By his own admission, he used to go by Captain ☠☠☠☠, a moniker so offensive that, when he met Captain America, the Avenger beat him severely and left him unconscious in a dumpster with a bar of soap in his mouth. The Captain used a lot of codenames as well, all of them starting with 'Captain', and had to abandon them all because someone else was already using them. In Nextwave #7 he mentions that he had to pay a "marine-looking melon farmer" to even use his current codename.

The Captain continues to use his codename in the Nextwave group while the other members have dropped them; according to Aaron Stack, this is due to an inability to remember his real name. According to the official theme song of the comic, in tone with the satirical quality of the stories, he no longer has a name, with "The Captain" serving both as a moniker and as an impromptu first name.

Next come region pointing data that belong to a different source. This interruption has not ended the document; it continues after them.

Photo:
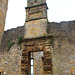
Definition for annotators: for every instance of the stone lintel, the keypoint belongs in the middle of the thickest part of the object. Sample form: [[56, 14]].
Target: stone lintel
[[35, 18], [41, 37], [36, 6]]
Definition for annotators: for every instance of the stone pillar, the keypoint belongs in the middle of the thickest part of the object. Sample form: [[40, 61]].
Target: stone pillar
[[3, 10], [36, 18]]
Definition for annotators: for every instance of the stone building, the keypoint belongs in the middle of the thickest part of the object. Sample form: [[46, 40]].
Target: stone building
[[3, 9], [46, 49]]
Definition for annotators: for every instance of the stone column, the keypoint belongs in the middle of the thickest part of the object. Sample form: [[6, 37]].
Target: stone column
[[3, 10]]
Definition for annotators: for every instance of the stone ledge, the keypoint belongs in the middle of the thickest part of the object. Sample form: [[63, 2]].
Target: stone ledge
[[35, 19], [36, 6]]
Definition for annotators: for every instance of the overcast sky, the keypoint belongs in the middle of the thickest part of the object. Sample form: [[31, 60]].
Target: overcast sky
[[59, 10]]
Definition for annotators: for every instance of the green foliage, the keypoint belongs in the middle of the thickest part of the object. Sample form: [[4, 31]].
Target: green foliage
[[20, 38], [52, 42], [9, 44]]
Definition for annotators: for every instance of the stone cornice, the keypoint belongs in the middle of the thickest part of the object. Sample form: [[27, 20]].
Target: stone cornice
[[37, 6]]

Similar to the rest of Nextwave, the Captain dresses in civilian clothes—sneakers, camouflage pants, a trenchcoat, and a white T-shirt with a black star which resembles the Heartstar—despite becoming a superhero "for the mask", as he stated in issue #1.

The Captain is extremely cynical, foul-mouthed, and hard-drinking. His age is as yet undetermined, but he has said his mother conceived him while listening to Roxy Music's 1982 album Avalon.

A text box in one issue states that, despite his name, he is not actually the captain of anything.

===Initiative===
The Captain and other Nextwave members appear on the solicited cover to Avengers: The Initiative.

===Civil War II===
The Captain resurfaces in the 2016 Civil War II storyline, reduced to possible homelessness and whiling away his time in New York City's dive bars. He is spurred back into action when Nova's battle with the forces of Mole Monster causes his beer to spill, an innocuous occurrence that the Captain interprets as an epiphany-inducing "metaphor for something".